Sherlock Homes : un film à part entière

Il n’y a pas de chapeaux de traqueur de cerfs ou de pipes en calebasse incurvées dans Sherlock Holmes de Guy Ritchie. Jamais le célèbre détective ne dit « élémentaire, mon cher Watson ». Il se révèle cependant être un redoutable artiste martial, aussi habile de ses mains et de ses pieds qu’il l’est d’un bâton et d’un pistolet, et capable de prendre part à un combat brutal de boxe à mains nues.

Cela peut choquer les gens dont la notion de Sherlock Holmes est formée par les versions grand et petit écran du détective de Sir Arthur Conan Doyle. Mais loin d’être une parodie, cela représente en fait un retour radical aux histoires originales. Comme tout puriste Sherlockien vous le dira, Holmes de Conan Doyle était en effet un boxeur redoutable et un praticien habile de divers arts martiaux.

Revoir complètement le profil du célèbre détective

En effet, malgré toutes ses explosions et son intrigue stupide à la James Bond, la tentative de Ritchie de créer un nouveau Sherlock Holmes est à certains égards radicalement et courageusement fidèle à l’original de Conan Doyle. Par exemple, Holmes joué ici par Robert Downey Jr est beaucoup plus bohème que les incarnations précédentes, habillé comme un acteur ou un artiste et constamment échevelé. Et malgré tout son bruit contemporain, son emphase et son emphase sur l’action violente, le film est également étonnamment perspicace dans sa représentation de la fin du Londres victorien.

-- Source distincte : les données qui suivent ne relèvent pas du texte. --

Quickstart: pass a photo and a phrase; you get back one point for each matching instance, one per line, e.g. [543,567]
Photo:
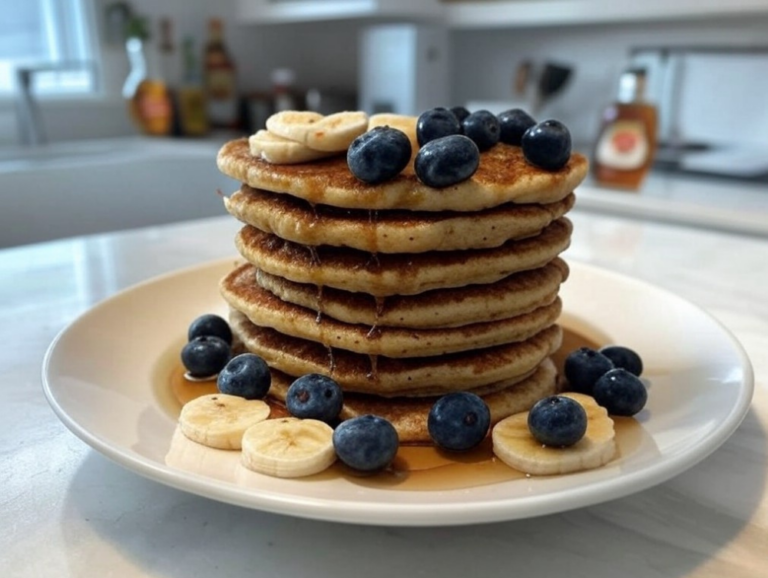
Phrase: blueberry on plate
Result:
[447,161]
[513,124]
[483,128]
[461,112]
[583,367]
[379,154]
[557,421]
[245,375]
[436,123]
[620,392]
[458,421]
[205,356]
[547,145]
[623,357]
[367,443]
[210,324]
[314,396]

Voici une vidéo en anglais donnant un aperçu de ce film :

Cependant, cette production notoirement troublée (Warner Bros a apparemment commandé des semaines de reprises et les scènes de la bande-annonce ne sont pas dans le montage final) ne parvient pas à capturer l’essence et l’attrait du personnage de Sherlock Holmes de manière fondamentale. La malheureuse équipe de scénaristes de Ritchie est, entre autres défauts, incapable d’évoquer les pouvoirs de déduction qui font de Holmes un détective si brillant.

Des changements majeurs ont été apportés

Malheureusement, les scénaristes, Michael Robert Johnson, Anthony Peckham, Lionel Wigram et Simon Kinberg, semblent également avoir reçu des instructions différentes quant au genre de film qu’ils écrivaient. Le film n’arrive pas à se décider s’il s’agit d’un blockbuster d’action-aventure, d’un mystère, d’une comédie, d’une pièce d’époque ou d’une parodie. C’est dommage car on peut souvent entrevoir quel triomphe cela aurait pu être. Au lieu de cela, il s’agit d’un raté baggy, drôlement amusant, trop dépendant des effets spéciaux et chargé de dialogues maladroits.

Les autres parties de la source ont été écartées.